Lifestyle modifications are necessary in order to cope with secondary hypertension.

Healthy eating, active living, and achieving a healthy weight have a major impact on prevention and management of hypertension.

More specifically, the risk factors of overweight, physical inactivity, and high sodium intake appear to be major independent contributors to hypertension. Indeed, clustering these risk factors into low-risk or high-risk groupings allows us to identify individuals at high or low risk of developing hypertension.

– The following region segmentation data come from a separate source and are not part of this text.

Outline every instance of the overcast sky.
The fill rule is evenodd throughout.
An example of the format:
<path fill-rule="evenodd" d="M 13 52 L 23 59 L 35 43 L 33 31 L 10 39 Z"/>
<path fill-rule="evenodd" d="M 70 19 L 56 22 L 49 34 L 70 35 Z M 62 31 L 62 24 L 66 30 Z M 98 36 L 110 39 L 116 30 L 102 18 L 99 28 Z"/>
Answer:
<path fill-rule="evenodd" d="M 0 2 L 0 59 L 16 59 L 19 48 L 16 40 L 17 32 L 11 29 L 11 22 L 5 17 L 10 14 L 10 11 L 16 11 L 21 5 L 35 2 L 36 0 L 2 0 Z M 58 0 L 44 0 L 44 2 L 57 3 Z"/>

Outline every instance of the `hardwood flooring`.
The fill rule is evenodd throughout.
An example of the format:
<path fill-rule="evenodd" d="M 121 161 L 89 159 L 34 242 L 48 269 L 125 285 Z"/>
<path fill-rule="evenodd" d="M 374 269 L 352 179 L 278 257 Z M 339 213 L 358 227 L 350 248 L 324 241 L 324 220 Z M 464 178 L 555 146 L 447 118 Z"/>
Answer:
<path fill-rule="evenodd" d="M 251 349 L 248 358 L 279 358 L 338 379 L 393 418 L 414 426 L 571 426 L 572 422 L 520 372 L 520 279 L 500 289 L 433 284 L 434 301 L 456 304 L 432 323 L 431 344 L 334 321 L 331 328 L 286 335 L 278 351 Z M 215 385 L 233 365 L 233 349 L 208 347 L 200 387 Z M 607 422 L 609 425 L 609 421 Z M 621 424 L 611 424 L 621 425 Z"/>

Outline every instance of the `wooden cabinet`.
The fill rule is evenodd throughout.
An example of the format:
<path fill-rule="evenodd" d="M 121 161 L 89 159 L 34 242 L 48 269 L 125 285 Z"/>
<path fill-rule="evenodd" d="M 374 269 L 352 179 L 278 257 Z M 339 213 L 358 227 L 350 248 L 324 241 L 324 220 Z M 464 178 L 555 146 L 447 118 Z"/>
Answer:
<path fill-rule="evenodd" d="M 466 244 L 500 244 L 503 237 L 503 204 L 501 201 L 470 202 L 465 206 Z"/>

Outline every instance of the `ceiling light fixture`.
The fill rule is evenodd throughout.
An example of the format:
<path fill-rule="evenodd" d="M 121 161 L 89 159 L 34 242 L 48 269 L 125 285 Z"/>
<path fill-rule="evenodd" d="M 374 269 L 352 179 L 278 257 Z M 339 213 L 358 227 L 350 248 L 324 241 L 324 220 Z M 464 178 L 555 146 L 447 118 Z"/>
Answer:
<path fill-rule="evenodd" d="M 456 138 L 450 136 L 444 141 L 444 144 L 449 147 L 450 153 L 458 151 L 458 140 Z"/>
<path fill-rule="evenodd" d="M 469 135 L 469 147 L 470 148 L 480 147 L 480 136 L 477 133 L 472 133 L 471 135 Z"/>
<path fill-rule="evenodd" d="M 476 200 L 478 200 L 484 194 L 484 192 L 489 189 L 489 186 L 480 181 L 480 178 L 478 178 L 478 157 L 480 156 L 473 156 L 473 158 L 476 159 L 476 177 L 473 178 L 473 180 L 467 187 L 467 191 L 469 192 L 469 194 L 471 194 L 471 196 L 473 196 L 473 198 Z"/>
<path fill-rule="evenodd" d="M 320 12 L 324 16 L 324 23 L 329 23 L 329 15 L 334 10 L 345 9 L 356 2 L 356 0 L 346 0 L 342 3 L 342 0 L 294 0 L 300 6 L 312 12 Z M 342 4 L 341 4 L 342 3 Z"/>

• The Canadian Hypertension Education Program (CHEP) recommends that “Hypertensive patients and normotensive individuals at increased risk of developing hypertension consume a diet that emphasizes fruits, vegetables and low-fat dairy products, dietary and soluble fibre, whole grains and protein from plant sources and that is reduced in saturated fat and cholesterol.”
• The DASH (Dietary Approaches to Stop Hypertension) diet which was developed specifically to address hypertension and traditionally referenced as the recommended dietary guideline along with other DASH-like diets. 

The DASH diet is known to result in substantial reductions in blood pressure, even when sodium intake is not reduced.

Best practices and patient resources 

Supporting patients who are making lifestyle changes aimed at preventing or managing hypertension calls for a comprehensive, structured, multidisciplinary, and sustained approach.

Clinicians can support self-management and help patients access ap¬propriate, culturally sensitive, clear, and affordable resources and supports in the community. 

Healthy eating, sodium reduction, physical activity, healthy weight, moderate alcohol consumption, and stress management are the best recommendations that a health care physician can give to his patient.